Sebaiknya tes ini tidak dilakukan sekali saja, untuk hasil yang dapat diandalkan.
Penyulit
:
Penggunaan terlalu banyak tetesan (lebih dari 1 cm di permukaan)
*tambahan pengetahuan saja*
MEKANISME PENIMBUNAN CAIRAN PASIF Penimbunan cairan (efusi) terjadi akibat peningkatan tekanan hidrostatik, yang memaksa cairan menembus keluar kapiler untuk masuk ke jaringan. Tekanan hidrostatik cenderung mendorong cairan keluar, dan hal ini dilawan oleh tekanan dalam sirkulasi. Albumin dan protein-protein di dalam darah berperan menimbulkan tekanan onkotik. Tekan hidrostatik di ujung arterial biasanya sekitar 40 mmHg, dan tekanan onkotik 25 mmHg. Dengan demikian tekanan positive yang mendorong cairan keluar ke dalam rongga serosa adalah 15 mmHg. Apabila tekanan onkotik plasma berkurang, semakin banyak cairan yang didorong keluar, dan ini sering merupakan penyebab efusi serosa. Dalam keadaan normal, di ujung venosa kapiler tekanan hidrostatik turun menjadi sekitar 10 mmHg, dan tekanan osmotic koloid tetap 25 mmHg, yang melawan tekanan hidrostatik ini. Dengan demikian terjadi tekanan negative sebesar 15 mmHg di ujung venosa, yang cenderung menarik cairan masuk ke dalam pembuluh cairan. Setiap proses yang meningkatkan tekanan hidrostatik di ujung venosa besar kemungkinannya menyebabkan penimbunan cairan secara pasif. selain itu, setiap penurunan tekanan onkotik plasma akan mengurangi jumlah cairan yang tertarik masuk ke dalam kapiler venosa. Mekanisme lain yang mempermudah penimbunan pasif cairan, yang mungkin bersifat local atau generalisata, adalah mekanisme alergi yang meningkatkan permeabilitas kapiler atau obstruksi limfe. Hal ini pada gilirannya, mengurangi jumlah cairan ekstravaskuler yang dibersihkan oleh system limfatik. Eksudat terbentuk apabila lapisan kapiler atau membrane rusak oleh proses peradangan atau neoplastik. Akibatnya protein berukuran besar dan konstituen darah lainnya bocor keluar untuk masuk ke jaringan dan rongga tubuh. Pada peradangan aktif, kandungan protein pada cairan ini meningkat.

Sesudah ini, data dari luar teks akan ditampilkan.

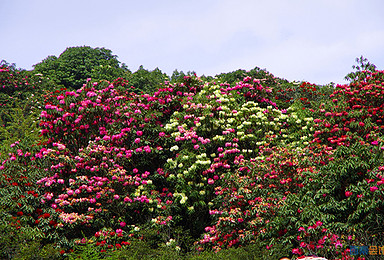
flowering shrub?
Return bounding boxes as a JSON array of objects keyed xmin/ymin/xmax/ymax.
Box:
[{"xmin": 0, "ymin": 60, "xmax": 384, "ymax": 259}]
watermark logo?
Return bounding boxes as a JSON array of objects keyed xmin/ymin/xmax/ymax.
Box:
[{"xmin": 350, "ymin": 246, "xmax": 384, "ymax": 255}]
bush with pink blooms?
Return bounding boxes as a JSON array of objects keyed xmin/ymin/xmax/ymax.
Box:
[{"xmin": 0, "ymin": 58, "xmax": 384, "ymax": 259}]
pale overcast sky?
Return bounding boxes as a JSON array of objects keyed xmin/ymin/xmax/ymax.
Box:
[{"xmin": 0, "ymin": 0, "xmax": 384, "ymax": 84}]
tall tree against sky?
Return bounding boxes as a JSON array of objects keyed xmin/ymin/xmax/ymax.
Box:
[{"xmin": 34, "ymin": 46, "xmax": 130, "ymax": 89}]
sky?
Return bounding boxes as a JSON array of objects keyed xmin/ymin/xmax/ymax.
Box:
[{"xmin": 0, "ymin": 0, "xmax": 384, "ymax": 84}]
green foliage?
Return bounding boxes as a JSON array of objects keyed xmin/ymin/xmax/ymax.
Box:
[
  {"xmin": 33, "ymin": 46, "xmax": 130, "ymax": 89},
  {"xmin": 0, "ymin": 53, "xmax": 384, "ymax": 259},
  {"xmin": 128, "ymin": 65, "xmax": 168, "ymax": 94}
]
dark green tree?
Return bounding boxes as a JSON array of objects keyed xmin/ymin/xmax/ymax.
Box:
[
  {"xmin": 128, "ymin": 65, "xmax": 168, "ymax": 94},
  {"xmin": 34, "ymin": 46, "xmax": 130, "ymax": 89}
]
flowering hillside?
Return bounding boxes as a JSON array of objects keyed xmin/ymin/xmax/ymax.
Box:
[{"xmin": 0, "ymin": 58, "xmax": 384, "ymax": 259}]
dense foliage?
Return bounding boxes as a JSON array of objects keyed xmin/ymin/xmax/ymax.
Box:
[{"xmin": 0, "ymin": 53, "xmax": 384, "ymax": 259}]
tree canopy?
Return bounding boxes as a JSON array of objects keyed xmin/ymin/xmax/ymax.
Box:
[{"xmin": 34, "ymin": 46, "xmax": 130, "ymax": 89}]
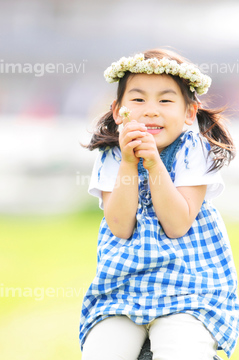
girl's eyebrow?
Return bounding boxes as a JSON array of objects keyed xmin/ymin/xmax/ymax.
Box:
[{"xmin": 129, "ymin": 88, "xmax": 177, "ymax": 96}]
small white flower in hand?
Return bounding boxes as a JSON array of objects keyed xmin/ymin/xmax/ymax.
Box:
[{"xmin": 119, "ymin": 106, "xmax": 131, "ymax": 120}]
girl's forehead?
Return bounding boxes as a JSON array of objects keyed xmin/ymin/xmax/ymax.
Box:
[{"xmin": 125, "ymin": 74, "xmax": 180, "ymax": 92}]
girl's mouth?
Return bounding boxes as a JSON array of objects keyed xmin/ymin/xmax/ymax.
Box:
[{"xmin": 146, "ymin": 125, "xmax": 163, "ymax": 135}]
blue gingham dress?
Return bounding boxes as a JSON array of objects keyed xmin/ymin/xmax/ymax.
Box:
[{"xmin": 80, "ymin": 132, "xmax": 239, "ymax": 356}]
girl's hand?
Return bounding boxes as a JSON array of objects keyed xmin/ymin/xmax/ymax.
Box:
[
  {"xmin": 119, "ymin": 120, "xmax": 148, "ymax": 165},
  {"xmin": 134, "ymin": 132, "xmax": 161, "ymax": 172}
]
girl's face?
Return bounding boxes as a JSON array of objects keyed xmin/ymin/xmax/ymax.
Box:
[{"xmin": 113, "ymin": 74, "xmax": 197, "ymax": 152}]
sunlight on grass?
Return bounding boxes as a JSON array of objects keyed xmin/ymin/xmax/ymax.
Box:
[{"xmin": 0, "ymin": 211, "xmax": 239, "ymax": 360}]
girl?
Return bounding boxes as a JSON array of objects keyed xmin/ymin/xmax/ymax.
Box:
[{"xmin": 80, "ymin": 50, "xmax": 239, "ymax": 360}]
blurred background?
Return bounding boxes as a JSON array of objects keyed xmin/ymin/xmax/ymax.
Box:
[{"xmin": 0, "ymin": 0, "xmax": 239, "ymax": 360}]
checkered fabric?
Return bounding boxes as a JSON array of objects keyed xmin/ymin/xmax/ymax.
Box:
[{"xmin": 80, "ymin": 133, "xmax": 239, "ymax": 356}]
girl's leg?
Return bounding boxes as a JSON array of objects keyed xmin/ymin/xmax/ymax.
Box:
[
  {"xmin": 82, "ymin": 316, "xmax": 148, "ymax": 360},
  {"xmin": 149, "ymin": 313, "xmax": 217, "ymax": 360}
]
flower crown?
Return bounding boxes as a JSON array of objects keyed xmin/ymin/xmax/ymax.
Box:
[{"xmin": 104, "ymin": 54, "xmax": 212, "ymax": 95}]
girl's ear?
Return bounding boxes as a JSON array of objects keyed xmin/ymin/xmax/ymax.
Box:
[
  {"xmin": 185, "ymin": 104, "xmax": 198, "ymax": 125},
  {"xmin": 111, "ymin": 100, "xmax": 123, "ymax": 125}
]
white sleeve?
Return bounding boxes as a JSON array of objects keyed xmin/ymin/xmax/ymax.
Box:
[
  {"xmin": 174, "ymin": 134, "xmax": 224, "ymax": 200},
  {"xmin": 88, "ymin": 147, "xmax": 121, "ymax": 210}
]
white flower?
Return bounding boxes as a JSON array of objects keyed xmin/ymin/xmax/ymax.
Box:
[
  {"xmin": 104, "ymin": 54, "xmax": 212, "ymax": 95},
  {"xmin": 119, "ymin": 106, "xmax": 131, "ymax": 118}
]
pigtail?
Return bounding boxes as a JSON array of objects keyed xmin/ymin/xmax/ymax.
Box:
[
  {"xmin": 197, "ymin": 108, "xmax": 236, "ymax": 171},
  {"xmin": 83, "ymin": 110, "xmax": 119, "ymax": 150}
]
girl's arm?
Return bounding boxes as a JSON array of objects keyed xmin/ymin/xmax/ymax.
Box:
[
  {"xmin": 102, "ymin": 121, "xmax": 145, "ymax": 239},
  {"xmin": 135, "ymin": 134, "xmax": 207, "ymax": 238},
  {"xmin": 102, "ymin": 161, "xmax": 138, "ymax": 239}
]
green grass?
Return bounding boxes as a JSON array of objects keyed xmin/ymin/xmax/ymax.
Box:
[{"xmin": 0, "ymin": 211, "xmax": 239, "ymax": 360}]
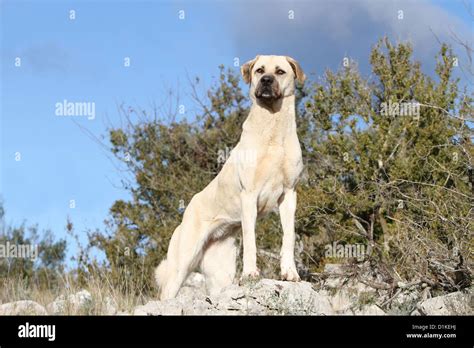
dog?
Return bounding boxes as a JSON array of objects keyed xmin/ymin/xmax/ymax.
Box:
[{"xmin": 155, "ymin": 55, "xmax": 306, "ymax": 300}]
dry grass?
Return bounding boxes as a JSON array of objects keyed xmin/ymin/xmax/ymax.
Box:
[{"xmin": 0, "ymin": 275, "xmax": 152, "ymax": 315}]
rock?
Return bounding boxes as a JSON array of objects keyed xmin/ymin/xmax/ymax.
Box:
[
  {"xmin": 102, "ymin": 296, "xmax": 117, "ymax": 315},
  {"xmin": 417, "ymin": 291, "xmax": 474, "ymax": 315},
  {"xmin": 134, "ymin": 277, "xmax": 334, "ymax": 315},
  {"xmin": 46, "ymin": 290, "xmax": 93, "ymax": 314},
  {"xmin": 0, "ymin": 300, "xmax": 48, "ymax": 315},
  {"xmin": 183, "ymin": 272, "xmax": 206, "ymax": 290},
  {"xmin": 354, "ymin": 304, "xmax": 385, "ymax": 315}
]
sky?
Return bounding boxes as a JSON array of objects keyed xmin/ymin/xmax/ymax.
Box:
[{"xmin": 0, "ymin": 0, "xmax": 474, "ymax": 262}]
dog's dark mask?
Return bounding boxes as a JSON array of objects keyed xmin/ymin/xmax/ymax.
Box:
[{"xmin": 255, "ymin": 74, "xmax": 281, "ymax": 103}]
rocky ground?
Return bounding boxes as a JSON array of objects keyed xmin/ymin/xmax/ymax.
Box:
[{"xmin": 0, "ymin": 265, "xmax": 474, "ymax": 315}]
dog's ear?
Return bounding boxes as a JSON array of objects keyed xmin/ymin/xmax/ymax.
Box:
[
  {"xmin": 240, "ymin": 56, "xmax": 260, "ymax": 83},
  {"xmin": 286, "ymin": 57, "xmax": 306, "ymax": 83}
]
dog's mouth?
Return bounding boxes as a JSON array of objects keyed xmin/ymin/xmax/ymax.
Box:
[{"xmin": 255, "ymin": 84, "xmax": 281, "ymax": 101}]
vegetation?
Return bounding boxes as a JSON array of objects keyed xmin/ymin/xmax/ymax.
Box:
[{"xmin": 0, "ymin": 39, "xmax": 474, "ymax": 300}]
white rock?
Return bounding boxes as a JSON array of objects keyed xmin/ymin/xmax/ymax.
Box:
[
  {"xmin": 354, "ymin": 304, "xmax": 385, "ymax": 315},
  {"xmin": 0, "ymin": 300, "xmax": 48, "ymax": 315},
  {"xmin": 417, "ymin": 291, "xmax": 474, "ymax": 315}
]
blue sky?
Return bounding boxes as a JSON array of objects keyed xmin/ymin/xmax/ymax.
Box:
[{"xmin": 0, "ymin": 0, "xmax": 473, "ymax": 262}]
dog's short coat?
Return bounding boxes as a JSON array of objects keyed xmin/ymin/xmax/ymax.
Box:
[{"xmin": 155, "ymin": 56, "xmax": 305, "ymax": 300}]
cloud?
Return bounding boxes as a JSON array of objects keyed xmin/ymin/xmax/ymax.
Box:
[{"xmin": 228, "ymin": 0, "xmax": 472, "ymax": 79}]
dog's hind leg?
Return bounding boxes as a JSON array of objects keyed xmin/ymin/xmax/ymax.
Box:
[{"xmin": 201, "ymin": 235, "xmax": 237, "ymax": 295}]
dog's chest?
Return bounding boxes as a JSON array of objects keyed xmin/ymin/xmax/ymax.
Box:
[{"xmin": 257, "ymin": 139, "xmax": 303, "ymax": 215}]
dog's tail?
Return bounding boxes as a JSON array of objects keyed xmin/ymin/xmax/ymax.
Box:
[{"xmin": 155, "ymin": 226, "xmax": 180, "ymax": 290}]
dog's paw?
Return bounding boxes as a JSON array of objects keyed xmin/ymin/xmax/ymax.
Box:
[{"xmin": 281, "ymin": 266, "xmax": 301, "ymax": 282}]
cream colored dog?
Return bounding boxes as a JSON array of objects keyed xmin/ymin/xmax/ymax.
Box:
[{"xmin": 155, "ymin": 56, "xmax": 305, "ymax": 300}]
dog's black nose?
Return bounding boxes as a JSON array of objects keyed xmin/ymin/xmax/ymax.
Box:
[{"xmin": 260, "ymin": 75, "xmax": 274, "ymax": 85}]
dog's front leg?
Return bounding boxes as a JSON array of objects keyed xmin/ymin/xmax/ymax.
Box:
[
  {"xmin": 278, "ymin": 190, "xmax": 300, "ymax": 281},
  {"xmin": 240, "ymin": 191, "xmax": 259, "ymax": 278}
]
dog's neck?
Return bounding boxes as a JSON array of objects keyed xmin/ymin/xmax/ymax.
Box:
[{"xmin": 243, "ymin": 95, "xmax": 296, "ymax": 141}]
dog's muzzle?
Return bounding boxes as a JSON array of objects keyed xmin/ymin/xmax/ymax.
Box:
[{"xmin": 255, "ymin": 75, "xmax": 280, "ymax": 100}]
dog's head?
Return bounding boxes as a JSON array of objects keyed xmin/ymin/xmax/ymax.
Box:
[{"xmin": 241, "ymin": 56, "xmax": 306, "ymax": 105}]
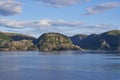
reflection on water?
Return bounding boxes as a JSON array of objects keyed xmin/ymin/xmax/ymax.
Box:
[{"xmin": 0, "ymin": 51, "xmax": 120, "ymax": 80}]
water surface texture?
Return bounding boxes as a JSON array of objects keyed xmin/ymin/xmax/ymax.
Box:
[{"xmin": 0, "ymin": 51, "xmax": 120, "ymax": 80}]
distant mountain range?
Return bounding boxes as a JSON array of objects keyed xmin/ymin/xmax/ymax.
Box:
[{"xmin": 0, "ymin": 30, "xmax": 120, "ymax": 51}]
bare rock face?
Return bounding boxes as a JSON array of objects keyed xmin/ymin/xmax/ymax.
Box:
[{"xmin": 37, "ymin": 33, "xmax": 82, "ymax": 51}]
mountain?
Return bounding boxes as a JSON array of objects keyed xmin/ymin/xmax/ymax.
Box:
[
  {"xmin": 0, "ymin": 30, "xmax": 120, "ymax": 51},
  {"xmin": 37, "ymin": 33, "xmax": 82, "ymax": 51},
  {"xmin": 71, "ymin": 30, "xmax": 120, "ymax": 50},
  {"xmin": 3, "ymin": 32, "xmax": 36, "ymax": 41}
]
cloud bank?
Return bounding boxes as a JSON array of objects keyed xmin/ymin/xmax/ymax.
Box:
[
  {"xmin": 85, "ymin": 2, "xmax": 120, "ymax": 15},
  {"xmin": 0, "ymin": 19, "xmax": 84, "ymax": 28},
  {"xmin": 0, "ymin": 19, "xmax": 119, "ymax": 37},
  {"xmin": 34, "ymin": 0, "xmax": 90, "ymax": 7},
  {"xmin": 0, "ymin": 0, "xmax": 22, "ymax": 16}
]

CARA MEMPEROLEH BAHAN Bahan (dari rongga perut, pleura, pericardium, sendi, kista, hidrocele,dsb.) didapat dengan mengadakan pungsi. Karena tidak dapat diketahui terlebih dulu apakah cairan itu berupa transudat atau eksudat, haruslah pertama-tama syarat bekerja steril diindahkan dan kedua untuk menyediakan anticoagulant. Sediakanlah pada waktu melakukan pungsi selain penampung biasa juga penampung steril (untuk biakan) dan penampung yang berisi larutan natrium citrat 20% atau heparin steril. Cairan yang diperoleh ditampung dalam 3 botol penampung :
Botol I : Steril untuk pemeriksaan bakteriologi
Botol II : Di tambah anticoagulant untuk pemeriksaan rutin
Botol III : Tanpa anticoagulant untuk pemeriksaan kimia.